Viento. La chapa arrancada de la cercha golpea y golpea. Chapa doblada, negra, gastada. Vencida. Arriba, más allá de los desguaces, las nubes corren y corren. Pedazos de blanco, de gris. Luego manchones de azul. A veces sol que entra y saca brillos de oro al polvo sucio y gris que tiene tomado todo como un mal amor. Las máquinas quietas, oxidadas, cansadas. Observo la arquitectura antigua, metálica y cálida. Los vidrios altos tomados por cataratas y aguamarinas. Recuerdo antiguo del arte de las estructuras Warren, Pratt, Howen, Polenceau…, los cálculos en Maestría sobre papel finlandés, los vectores, las descargas, el equilibrio, la elegante anulación de las fuerzas.
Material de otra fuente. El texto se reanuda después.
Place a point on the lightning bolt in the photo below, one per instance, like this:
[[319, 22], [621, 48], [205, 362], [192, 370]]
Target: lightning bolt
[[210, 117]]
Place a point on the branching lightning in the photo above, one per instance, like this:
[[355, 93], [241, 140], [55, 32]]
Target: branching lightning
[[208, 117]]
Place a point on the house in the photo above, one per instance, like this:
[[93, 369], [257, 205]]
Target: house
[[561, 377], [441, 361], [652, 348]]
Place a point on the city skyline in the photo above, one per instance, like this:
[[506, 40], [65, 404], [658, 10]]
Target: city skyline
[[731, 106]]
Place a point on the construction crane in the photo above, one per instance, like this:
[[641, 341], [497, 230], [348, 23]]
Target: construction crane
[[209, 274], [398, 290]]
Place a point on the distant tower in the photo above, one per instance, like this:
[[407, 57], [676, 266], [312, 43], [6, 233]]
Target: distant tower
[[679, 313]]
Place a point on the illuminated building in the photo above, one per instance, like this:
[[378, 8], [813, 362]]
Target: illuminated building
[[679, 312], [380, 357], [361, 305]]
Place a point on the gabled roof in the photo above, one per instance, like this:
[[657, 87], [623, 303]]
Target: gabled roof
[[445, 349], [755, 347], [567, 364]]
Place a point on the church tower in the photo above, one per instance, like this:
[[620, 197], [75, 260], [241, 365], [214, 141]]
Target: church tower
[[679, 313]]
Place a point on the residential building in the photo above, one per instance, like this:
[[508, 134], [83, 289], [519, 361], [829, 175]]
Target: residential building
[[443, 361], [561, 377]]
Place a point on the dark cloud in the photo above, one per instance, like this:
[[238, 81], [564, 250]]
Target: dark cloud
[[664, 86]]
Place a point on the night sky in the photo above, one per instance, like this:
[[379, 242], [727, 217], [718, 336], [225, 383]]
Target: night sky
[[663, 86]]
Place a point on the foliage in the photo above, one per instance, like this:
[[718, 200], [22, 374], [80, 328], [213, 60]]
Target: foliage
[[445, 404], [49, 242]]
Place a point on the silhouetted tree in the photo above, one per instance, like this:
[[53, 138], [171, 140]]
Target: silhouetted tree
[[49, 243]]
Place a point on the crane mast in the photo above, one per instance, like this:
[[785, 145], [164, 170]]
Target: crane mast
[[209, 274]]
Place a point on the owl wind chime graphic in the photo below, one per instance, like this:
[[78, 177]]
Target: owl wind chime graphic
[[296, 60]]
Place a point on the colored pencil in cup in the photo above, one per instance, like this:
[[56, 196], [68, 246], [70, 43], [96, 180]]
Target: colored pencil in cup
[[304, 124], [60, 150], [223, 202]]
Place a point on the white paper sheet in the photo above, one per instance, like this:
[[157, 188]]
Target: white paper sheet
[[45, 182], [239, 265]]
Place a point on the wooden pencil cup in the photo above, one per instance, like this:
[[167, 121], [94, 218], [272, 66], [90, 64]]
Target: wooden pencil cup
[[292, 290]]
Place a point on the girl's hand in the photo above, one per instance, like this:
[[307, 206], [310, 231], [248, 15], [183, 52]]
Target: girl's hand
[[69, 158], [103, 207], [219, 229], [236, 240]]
Algunos obreros aún esperan. Sólo esperan. Nada se mueve. Sólo el viento, la chapa que golpea, los mirlos emboscados que trepan su aire fino y metálico y huyen por los tragaluces y por las chimeneas de ventilación. Un gato pasa. No queda mucho, sólo el silencio que va llenando el espacio. A veces, con los rayos de sol, entre el polvo fino de oro que sube, pasan sombras de otros tiempos, del bullicio, del andar, de la prisa, del sin fin de la factoría. Toco las máquinas. Frías. Ya no hay sirenas, ni horarios, ni el frío se cuela por las puertas en las madrugadas de invierno, ni el sol de verano derrite la fundición, ni los camiones cargan y descargan. Las chimeneas inmensas no respiran ya. Todo es de ayer, de ese ayer lejano que se lee en la cara de los últimos obreros. Los últimos.
Los gigantes esperan, atalayan la distancia en su paisaje artificial, inmensos, guardianes del tiempo. Esperan. Vencejos altos, viento que avanza y seca hasta el alma, que se cuela por cada resquicio de la mente. Observo por última vez los perfiles, las cañas de U, los IPN, toco las soldaduras de las pletinas. Perfectos los últimos destellos de minio refulgiendo a la luz.
Salgo. Polvo en los ojos. Luz. Y respiro. Y me quedo un rato contemplando a los abejarucos, posados sobre su viento, irreales de brillo y resplandor.